IBM has announced that it broke the industry record for speech recognition, creating a technology that recognizes spoken words ever closer to human parity.
Last year, IBM announced a major improvement in conversational speech recognition: a system that achieved a 6.9 percent word error rate. Since then, IBM Researchers have continued to push the boundaries of accuracy rates, achieving this historic milestone and setting an industry record of 5.5 percent, a 20% improvement from the rate than was reported six months prior.
“These speech developments build on decades of research, and achieving speech recognition comparable to that of humans is a complex task. At IBM, we are dedicated to creating the technology that will one day match the complexity of how the human ear, voice and brain interact,” said Michael Karasick, IBM Vice President, Cognitive Computing. “This progress will have important implications for how man and machine collaborate in the future, making the interactions more natural and productive. We believe it is only a matter of time before we achieve parity on speech recognition with humans.”
The success of speech recognition technology is measured against human parity, an error rate on par with that of two humans speaking.
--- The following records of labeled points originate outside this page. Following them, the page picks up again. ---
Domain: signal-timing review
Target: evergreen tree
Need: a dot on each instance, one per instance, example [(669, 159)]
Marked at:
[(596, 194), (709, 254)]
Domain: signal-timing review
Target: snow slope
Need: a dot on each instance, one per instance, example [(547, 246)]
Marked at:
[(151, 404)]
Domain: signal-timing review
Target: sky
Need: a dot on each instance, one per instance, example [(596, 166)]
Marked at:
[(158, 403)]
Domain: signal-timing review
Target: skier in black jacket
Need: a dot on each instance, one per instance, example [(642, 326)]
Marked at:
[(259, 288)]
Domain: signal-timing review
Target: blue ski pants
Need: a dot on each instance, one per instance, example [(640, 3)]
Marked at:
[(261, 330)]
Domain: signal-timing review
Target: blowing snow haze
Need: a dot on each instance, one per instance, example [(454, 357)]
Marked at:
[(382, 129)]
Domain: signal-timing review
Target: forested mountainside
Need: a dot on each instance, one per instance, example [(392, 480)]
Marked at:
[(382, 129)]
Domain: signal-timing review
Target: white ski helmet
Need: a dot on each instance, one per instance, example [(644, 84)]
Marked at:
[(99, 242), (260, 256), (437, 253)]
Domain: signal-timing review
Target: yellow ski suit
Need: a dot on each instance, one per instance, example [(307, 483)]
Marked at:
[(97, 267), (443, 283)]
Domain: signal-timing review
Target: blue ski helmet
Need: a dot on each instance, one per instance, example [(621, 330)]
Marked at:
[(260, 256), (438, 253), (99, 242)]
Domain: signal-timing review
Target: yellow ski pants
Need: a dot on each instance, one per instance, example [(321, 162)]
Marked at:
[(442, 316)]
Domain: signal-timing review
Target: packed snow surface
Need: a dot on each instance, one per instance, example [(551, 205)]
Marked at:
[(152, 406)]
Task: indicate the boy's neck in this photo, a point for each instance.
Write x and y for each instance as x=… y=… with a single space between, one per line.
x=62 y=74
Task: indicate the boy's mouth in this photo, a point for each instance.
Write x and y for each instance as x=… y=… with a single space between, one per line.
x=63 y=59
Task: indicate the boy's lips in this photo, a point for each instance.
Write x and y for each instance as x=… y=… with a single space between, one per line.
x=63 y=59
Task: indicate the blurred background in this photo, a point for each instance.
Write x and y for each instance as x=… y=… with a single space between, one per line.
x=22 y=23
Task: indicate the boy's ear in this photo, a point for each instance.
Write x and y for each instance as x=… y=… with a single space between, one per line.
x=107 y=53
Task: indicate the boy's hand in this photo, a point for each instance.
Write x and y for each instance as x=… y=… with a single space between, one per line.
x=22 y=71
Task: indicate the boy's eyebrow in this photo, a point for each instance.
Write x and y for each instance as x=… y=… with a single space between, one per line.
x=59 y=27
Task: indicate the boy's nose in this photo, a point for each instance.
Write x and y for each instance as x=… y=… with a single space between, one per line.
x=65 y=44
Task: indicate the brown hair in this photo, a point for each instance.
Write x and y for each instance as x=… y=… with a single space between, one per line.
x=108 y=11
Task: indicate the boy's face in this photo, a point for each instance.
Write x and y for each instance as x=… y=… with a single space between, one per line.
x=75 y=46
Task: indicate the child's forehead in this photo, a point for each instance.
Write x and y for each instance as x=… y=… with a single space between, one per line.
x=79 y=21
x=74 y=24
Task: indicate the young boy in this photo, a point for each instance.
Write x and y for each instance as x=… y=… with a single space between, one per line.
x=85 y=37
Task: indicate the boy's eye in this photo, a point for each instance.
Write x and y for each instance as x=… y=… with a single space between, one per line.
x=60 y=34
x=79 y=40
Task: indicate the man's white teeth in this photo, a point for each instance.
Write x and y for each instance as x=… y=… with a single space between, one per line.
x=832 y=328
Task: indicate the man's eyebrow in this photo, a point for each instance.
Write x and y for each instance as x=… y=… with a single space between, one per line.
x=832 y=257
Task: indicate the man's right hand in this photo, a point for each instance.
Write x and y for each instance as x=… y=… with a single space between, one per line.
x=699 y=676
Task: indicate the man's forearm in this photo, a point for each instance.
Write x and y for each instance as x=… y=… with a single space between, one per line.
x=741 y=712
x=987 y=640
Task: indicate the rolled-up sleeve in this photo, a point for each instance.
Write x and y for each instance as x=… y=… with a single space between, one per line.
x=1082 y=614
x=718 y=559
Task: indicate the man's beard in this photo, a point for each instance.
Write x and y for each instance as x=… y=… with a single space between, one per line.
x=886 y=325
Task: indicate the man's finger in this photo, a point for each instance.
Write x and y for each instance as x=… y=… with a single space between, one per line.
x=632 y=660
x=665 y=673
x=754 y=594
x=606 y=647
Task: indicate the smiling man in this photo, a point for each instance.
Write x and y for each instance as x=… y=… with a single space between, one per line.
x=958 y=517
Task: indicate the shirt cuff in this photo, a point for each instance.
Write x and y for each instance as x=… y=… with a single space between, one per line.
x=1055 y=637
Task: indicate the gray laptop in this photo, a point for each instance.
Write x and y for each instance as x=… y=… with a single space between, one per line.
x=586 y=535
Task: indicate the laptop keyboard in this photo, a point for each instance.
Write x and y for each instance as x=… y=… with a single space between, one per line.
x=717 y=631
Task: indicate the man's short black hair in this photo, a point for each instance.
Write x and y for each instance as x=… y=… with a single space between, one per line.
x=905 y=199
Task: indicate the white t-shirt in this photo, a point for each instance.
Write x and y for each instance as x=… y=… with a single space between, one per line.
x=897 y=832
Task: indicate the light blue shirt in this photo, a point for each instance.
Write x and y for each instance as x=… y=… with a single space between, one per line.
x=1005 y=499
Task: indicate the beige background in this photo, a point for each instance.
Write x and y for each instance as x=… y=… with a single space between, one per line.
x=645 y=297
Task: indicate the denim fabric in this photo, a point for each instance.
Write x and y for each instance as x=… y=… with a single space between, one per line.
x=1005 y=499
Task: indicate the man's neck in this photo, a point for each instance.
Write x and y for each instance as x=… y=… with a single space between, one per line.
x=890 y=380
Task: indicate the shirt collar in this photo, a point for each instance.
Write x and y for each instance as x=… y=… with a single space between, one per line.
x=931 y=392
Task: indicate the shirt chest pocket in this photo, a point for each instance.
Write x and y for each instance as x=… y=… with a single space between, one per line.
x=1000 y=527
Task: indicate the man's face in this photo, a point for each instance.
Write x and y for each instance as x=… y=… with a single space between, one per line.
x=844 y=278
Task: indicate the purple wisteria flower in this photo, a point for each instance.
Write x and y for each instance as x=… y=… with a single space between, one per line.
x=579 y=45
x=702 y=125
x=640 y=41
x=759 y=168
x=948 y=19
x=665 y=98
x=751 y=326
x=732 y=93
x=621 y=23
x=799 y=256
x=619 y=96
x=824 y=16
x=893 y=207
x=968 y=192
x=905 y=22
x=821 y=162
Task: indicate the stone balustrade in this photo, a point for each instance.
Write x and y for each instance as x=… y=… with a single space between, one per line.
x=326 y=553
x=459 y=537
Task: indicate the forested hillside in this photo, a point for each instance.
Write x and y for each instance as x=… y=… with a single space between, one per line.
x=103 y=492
Previously, human parity was considered a 5.9 percent word error rate; IBM partnered with Appen, a speech and technology service provider, to reassess the industry benchmark and determined that human parity is lower than what anyone has yet achieved: 5.1 percent.
In the face of other industry claims, this research, in partnership with Appen, shows finding a standard measurement for human parity across the industry is more complex than it seems. As IBM continues to develop and improve upon this technology, its researchers will remain accountable to the highest standards of accuracy when measuring for it for the findings to be truly valuable.
“In spite of impressive advances in recent years, reaching human-level performance in AI tasks such as speech recognition or object recognition remains a scientific challenge. Indeed, standard benchmarks do not always reveal the variations and complexities of real data,” says Yoshua Bengio, leader of University of Montreal’s Institute for Learning Algorithms. “IBM continues to make significant strides in advancing speech recognition by applying neural networks and deep learning into acoustic and language models.”
“The ability to recognize speech as well as humans do is a continuing challenge, since human speech, especially during spontaneous conversation, is extremely complex,” Julia Hirschberg, a professor and Chair at the Department of Computer Science at Columbia University. “IBM’s recent achievements in speech recognition are quite impressive, as is IBM’s dedication to better understand how we measure the success speech technology and industry benchmarks.”
Today’s achievement builds upon IBM’s recent advancements in language and speech technology, gained from IBM’s decades of experience researching, developing and investing in AI technology. These research developments are critical to advancing the development and adoption of cognitive around the globe; as we continue to strengthen and improve upon our speech and language technology, these updates will be embedded in the cognitive capabilities we offer via the Watson Developer Cloud.